Final answer:
To calculate the yield to maturity on a 3-year, $1,000 discount bond with a current price of $921, subtract the purchase price from the face value to find the capital gain, divide by the purchase price, and find the annualized rate. The approximate yield to maturity is 2.8% when rounded to one decimal place.
Step-by-step explanation:
The question is asking how to calculate the yield to maturity on a 3-year, $1,000 discount bond with a current price of $921. To calculate this, you must consider that at the end of the bond's term, the investor will receive the $1,000 face value. The yield to maturity represents the total return on the bond, which includes interest payments plus capital gains.
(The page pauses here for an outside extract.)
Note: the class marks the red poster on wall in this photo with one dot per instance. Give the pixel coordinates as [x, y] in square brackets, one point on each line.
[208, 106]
Assuming there are no coupon payments (as it is a discount bond), the formula to calculate the yield to maturity would be as follows:
- Subtract the current price of the bond ($921) from the face value ($1,000) to find the total return at maturity, which would be $79.
- Divide $79 by the current price ($921) to get the annual return.
- As the bond is held for 3 years, calculate the annual yield to maturity by taking the cube root of (1 + annual return) - 1.
Mathematically, this gives us an equation for the approximate yield to maturity (YTM):
YTM ≈ [(($1,000 / $921)^(1/3)) - 1] × 100%
Calculating this, we find that the approximate yield to maturity is 2.8% when rounded to one decimal place.